Fringes, bobs or pixie crops? We catch up with Vidal Sassoon creative master cutter and expert stylist ALISON KERLIN to find out what styles and hair colours we’ll be sporting this year.
So, what are the big looks for 2011?
Carey Mulligan, Emma Watson and Michelle Williams have all had their luscious locks lopped off in favour of short pixie cuts that look fantastic. I think we’ll be seeing a lot of variations of this style, from an elfish length to a slightly longer look that drapes past the ear. Textured hair, either short or long, is going to be huge. Those with long hair will want loose waves and soft curls. I think we could even see the rise of digital perms (curls that you can easily recreate at home with just a quick blow-dry).
How do we know whether the pixie cut will suit our faces?
There are some general guidelines for face shapes and hairstyles. Square and heart-shaped faces can rock the pixie look, but make sure to ask for a soft, asymmetrical cut.
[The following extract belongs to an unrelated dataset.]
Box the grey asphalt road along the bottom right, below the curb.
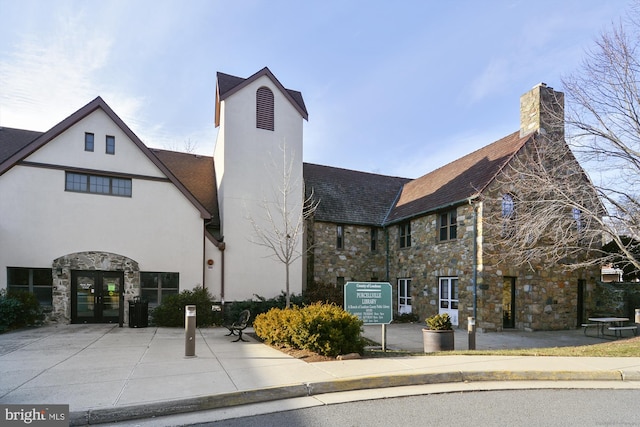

Those with oval faces are lucky, as pretty much any style will suit them. Round faces can wear the pixie cut, too, but might benefit from longer layers. I’d add some highlights at the top and on the sides for more texture.
Speaking of highlights, what are the hot colours this year?
Rich bronzes, browns and coppers have already strutted down the red carpets at award ceremonies and were also popular on the Spring/Summer 2011 catwalks. Blondes have gone crisp and white, so we’re going to see less of the mixed blond and gold highlights. In fact, the colouring method known as balayage is going to be huge. These are hand-painted highlight flashes that can grow out without developing obvious roots. They can look sun-bleached and natural, or you can opt for popular hot pinks and other bright colours. Don’t be afraid to experiment with different tones.
Fringes, in or out?
In – but talk it through with your stylist, as some fringes require more work than others, especially in Singapore.
How do we take care of a fringe in Singapore? Won’t it either stick against our foreheads or go wiry?
Ask your stylist for a mini-tutorial, and get them him or her to recommend the right product, such as one of the lighter hair balms.
“Life is an endless struggle full of frustrations and challenges, but eventually you find a hairstylist you like.” Do you agree?
Ha ha! This is so true, especially in Singapore. It can be very frustrating for a Caucasian expat trying to find a stylist who is experienced with Western hair. It’s also important for a hairstylist to consider your lifestyle. There’s no point giving a high-maintenance hair cut to someone who just doesn’t have the time, or budget, to look after it.
It’s easy to get stuck in a rut with your hair, so I try to think about ways to keep your hair looking refreshed, too. It’s about creating completely unique hairstyles that complement the client’s needs, lifestyle, tone of skin and shape of face.